1) Define a pipeline key

Add a stable pipeline name and use it in runtime gating.

Current examples:

  • yolo_obb_detection
  • yolo_pose
  • sleap_pose

For future additions, use names like:

  • appearance_embedding
  • contrastive_embedding
  • apriltag_classifier
  • colortag_classifier

2) Add capability rules

Update _pipeline_supports_runtime(...) in compute_runtime.py so the new pipeline explicitly defines supported runtimes.

Rules must be strict:

  • If unsupported, return False.
  • Do not silently remap unsupported runtime to a different backend.

3) Add runtime translation

If the pipeline consumes legacy backend knobs, add mapping from compute_runtime to backend settings.

Examples already used:

  • Detection: yolo_device, enable_onnx_runtime, enable_tensorrt
  • Pose: pose_runtime_flavor, pose_sleap_device

4) Wire UI intersection gating

Ensure the UI includes the new pipeline in the runtime context set.

MAT pattern:

  • Gather enabled pipeline set.
  • Call allowed_runtimes_for_pipelines(...).
  • Populate runtime dropdown from the intersection.

PoseKit uses the same pattern for active prediction backend scope.

5) Implement runtime lifecycle

If the integration has long-lived resources (service/subprocess/session), lifecycle must be run-scoped:

  • Initialize once per run.
  • Warmup once.
  • Close on complete/error/cancel.

Use existing runtime manager/service patterns where possible.

6) Export artifacts automatically

If ONNX/TensorRT export is needed:

  • Generate artifacts automatically.
  • Store artifacts adjacent to model paths.
  • Save runtime metadata signature for freshness checks.
  • Never require a manual export path for normal operation.

7) Keep cache keys runtime-correct

Any cached output that depends on runtime/model/export shape must include those inputs in cache identity.

For new features:

  • Include model fingerprint and runtime flavor in cache signatures.
  • Include feature-specific shaping params (for example max instances, embedding dimension, preprocessing mode).

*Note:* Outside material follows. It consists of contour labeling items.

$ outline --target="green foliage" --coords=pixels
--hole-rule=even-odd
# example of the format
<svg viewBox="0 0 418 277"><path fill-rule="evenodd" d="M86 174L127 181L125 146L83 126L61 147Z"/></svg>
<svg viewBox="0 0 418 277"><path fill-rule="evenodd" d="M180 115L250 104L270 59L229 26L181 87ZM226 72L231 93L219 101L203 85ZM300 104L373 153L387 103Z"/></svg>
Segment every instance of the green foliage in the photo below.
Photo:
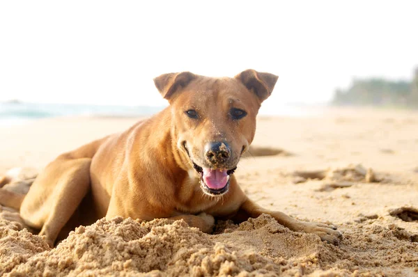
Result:
<svg viewBox="0 0 418 277"><path fill-rule="evenodd" d="M418 108L418 69L412 81L354 79L348 89L335 90L336 105L398 106Z"/></svg>

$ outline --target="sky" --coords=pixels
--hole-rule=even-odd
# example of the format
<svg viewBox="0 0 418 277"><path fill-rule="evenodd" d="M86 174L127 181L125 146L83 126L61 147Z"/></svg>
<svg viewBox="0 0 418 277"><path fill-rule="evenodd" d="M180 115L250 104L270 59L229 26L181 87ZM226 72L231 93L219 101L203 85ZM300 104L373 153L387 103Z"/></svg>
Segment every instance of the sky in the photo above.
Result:
<svg viewBox="0 0 418 277"><path fill-rule="evenodd" d="M181 71L279 75L270 109L411 79L416 1L1 1L0 101L160 106Z"/></svg>

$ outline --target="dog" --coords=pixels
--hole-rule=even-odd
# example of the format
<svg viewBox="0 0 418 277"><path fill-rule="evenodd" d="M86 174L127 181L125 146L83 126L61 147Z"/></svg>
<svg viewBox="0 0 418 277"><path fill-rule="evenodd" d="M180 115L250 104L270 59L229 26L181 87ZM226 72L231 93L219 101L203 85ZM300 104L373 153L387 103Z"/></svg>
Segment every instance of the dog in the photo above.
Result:
<svg viewBox="0 0 418 277"><path fill-rule="evenodd" d="M335 228L260 207L233 174L277 79L254 70L232 78L189 72L157 77L154 83L168 107L122 133L61 155L26 195L0 189L0 204L20 208L24 223L40 230L52 247L77 226L102 217L183 219L210 232L215 219L239 223L263 213L336 244L341 235Z"/></svg>

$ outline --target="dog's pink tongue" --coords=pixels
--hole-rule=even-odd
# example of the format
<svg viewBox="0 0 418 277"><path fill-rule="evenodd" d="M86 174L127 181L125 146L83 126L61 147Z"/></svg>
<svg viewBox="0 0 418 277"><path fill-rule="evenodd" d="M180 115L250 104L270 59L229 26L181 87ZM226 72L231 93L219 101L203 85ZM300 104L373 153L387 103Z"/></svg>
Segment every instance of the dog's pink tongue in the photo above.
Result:
<svg viewBox="0 0 418 277"><path fill-rule="evenodd" d="M210 189L222 189L229 179L227 172L226 170L203 168L203 182Z"/></svg>

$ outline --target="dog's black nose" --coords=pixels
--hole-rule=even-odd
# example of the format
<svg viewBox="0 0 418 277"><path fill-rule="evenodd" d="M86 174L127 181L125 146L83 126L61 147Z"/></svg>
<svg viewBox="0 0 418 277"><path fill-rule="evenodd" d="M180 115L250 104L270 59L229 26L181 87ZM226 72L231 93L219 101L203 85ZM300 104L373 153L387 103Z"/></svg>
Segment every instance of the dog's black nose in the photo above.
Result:
<svg viewBox="0 0 418 277"><path fill-rule="evenodd" d="M225 142L211 142L205 146L205 155L210 164L222 164L231 157L231 148Z"/></svg>

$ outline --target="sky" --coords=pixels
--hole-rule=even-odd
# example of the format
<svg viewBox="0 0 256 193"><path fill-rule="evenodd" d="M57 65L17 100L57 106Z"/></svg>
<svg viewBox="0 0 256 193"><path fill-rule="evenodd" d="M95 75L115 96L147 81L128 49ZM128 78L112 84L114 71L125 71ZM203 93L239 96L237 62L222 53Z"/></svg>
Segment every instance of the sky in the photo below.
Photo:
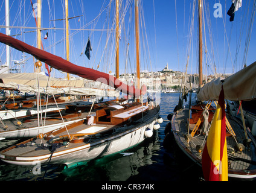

8) Lock controls during compute

UI controls that could invalidate active runtime sessions must be disabled while jobs are running.

This prevents mid-run backend switches and thread crashes.

9) Add tests (minimum bar)

Add/extend tests for:

  • Capability matrix and intersection gating.
  • Runtime translation determinism from compute_runtime.
  • Migration from legacy config values.
  • Lifecycle correctness (startup/teardown on success and failure).
  • Artifact auto-export + freshness behavior.
  • Failure fallback behavior with explicit logging.

End-to-End Acceptance Criteria

A new model/method integration is complete only when:

  1. It appears in runtime gating with explicit support rules.
  2. It runs from canonical compute_runtime without extra runtime selectors.
  3. Its ONNX/TensorRT artifacts are auto-managed (if applicable).
  4. Caches remain valid and runtime/model-aware.
  5. MAT and PoseKit behavior is consistent where the feature exists.

Common Anti-Patterns (Do Not Add)

  • Hidden runtime remapping (onnx_* requested, CPU used without notice).
  • Feature-specific runtime dropdowns when global runtime is available.
  • Manual exported-model-path requirements for standard workflows.
  • Runtime checks scattered across GUI/business logic without shared resolver usage.